What Is the Trump Administration's U.S. Tax Cut Plan Likely to Look Like?: Not So Fresh at Project Syndicate
Supply-Side Amnesia https://www.project-syndicate.org/commentary/republican-tax-cuts-budget-deficit-by-j--bradford-delong-2017-09: In the spring of 1980, Martin Feldstein co-taught (with Olivier Blanchard) the second-best macroeconomics class I ever took. (The best was a class I took from Olivier alone three years later.) From 1982-1984 Martin Feldstein served in Ronald Reagan's cabinet as Chair of the President's Council of Economic Advisers. There he waged an effective if lonely bureaucratic war for the proposition that the size of the Reagan tax cut of 1981 had been a big policy mistake, and that America would suffer if that mistake was not repaired. That position was unpopular inside the Reagan White House: chief-of-staff James Baker tried to get everybody on to the page of delay, in the hope that something would turn up, and avoid the administration having to admit that its signature tax-cutting initiative was, at least in part, a mistake.
James Baker and company won the political debate. The U.S. budget deficit created by the Reagan tax cuts was not tamed until Bill Clinton in 1993—over the unanimous objections of every Republican in the House and in the Senate—put the spending and revenue trends on trajectories that did not diverge but converged. In the meantime, from 1982 to 1993, the Reagan deficits helped give the economy a faster recovery from the recession of 1981-2, but also slowed growth from 1984 on as resources that ought to have funded investment in America were instead diverted to funding elite consumption spending, and in the process hammered midwestern manufacturing and created the so-called "Rust Belt": as Feldstein wrote even before it happened, the circumstances then were such that a high deficit led to higher interest rates which led to a stronger dollar and contraction of America's import-competing manufacturing sector.
An America in which Marty Feldstein had been listened to in 1982-1984 would be a stronger and a happier America today.
Thus it is with dismay that I read Martin Feldstein here at Project Syndicate https://www.project-syndicate.org/ writing that he is "optimistic that a tax reform serving to increase capital formation and growth will be enacted, and that any resulting increase in the budget deficit will be only temporary..." (See "Tax Reform and Budget Deficits in America" https://www.project-syndicate.org/commentary/us-tax-reform-and-budget-deficits-by-martin-feldstein-2017-08):
When, in our lifetime, has a Republican-sponsored tax cut failed to create a deficit?
And when has that deficit been "temporary" in any sense other than it is eventually put on a trajectory back toward sustainability when a later Democratic administration reverses it—Clinton with the Reagan tax cut, Obama with the George W. Bush tax cut?
And when, in our lifetime, have whatever incentives making savings and investment more profitable are included in a Republican tax cut bill raised national savings by more than the budget deficit drain has reduced it?
The answers to those three questions are, respectively: "never", "never", and "never".
A pro-growth revenue-neutral tax reform might—I say might—be possible in the United States if it began with a core group of suppoprters comprised of a bipartisan group pro-growth anti-deficit centrists.
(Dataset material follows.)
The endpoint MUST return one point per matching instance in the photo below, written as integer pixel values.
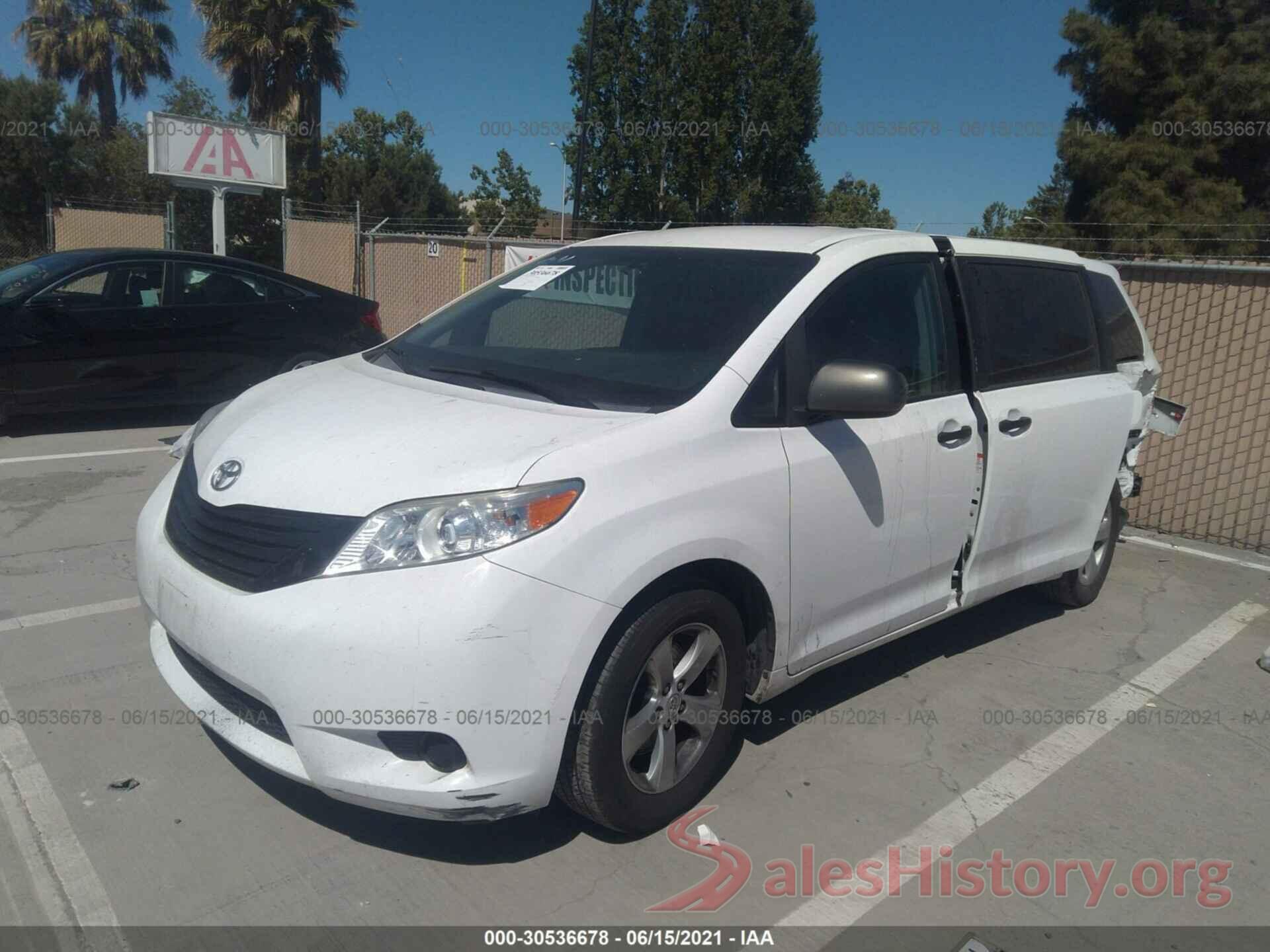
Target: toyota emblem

Then you could indeed assemble supporters from the now highly taxed by promising to lower their rates, and assemble supporters from the now lightly taxed by promising that their taxes would not go up very much and that the growth benefits from these particular changes in the tax code are relatively large. But it is not possible if you begin with a core group of supporters comprised of right-wingers who believe that taxes are a confiscatory invasion of the liberties of billionaires, centi-millionaires, and deka-millionaires; and who regard cutting their taxes with little regard as to whether it leads to increases in investment in America as job #1.
Yet that is what we have now: build the coalition for the tax bill from the right heading toward the center, rather than from the pro-growth center spreading out.
If you look at how Martin Feldstein describes the Republican—and it is Republican, not, as the 1986 bill was, bipartisan—tax plan, I saw one "would"—"would cut the top tax rate back to 30% or lower", and then I saw three "mights". Reading further, I saw another "would—"reduce that [corporate] rate to 25% of less"—followed by an "is likely". What might—but also might not—make whatever tax bill might move through the U.S. Congress this fall a net benefit for America rather than just for its super-wealthy hinges on whether those "mights" and that "is likely" actually come to pass. And history and logic tell us that such an outcome starting with a core supporter group that is on the hard right is very unlikely indeed.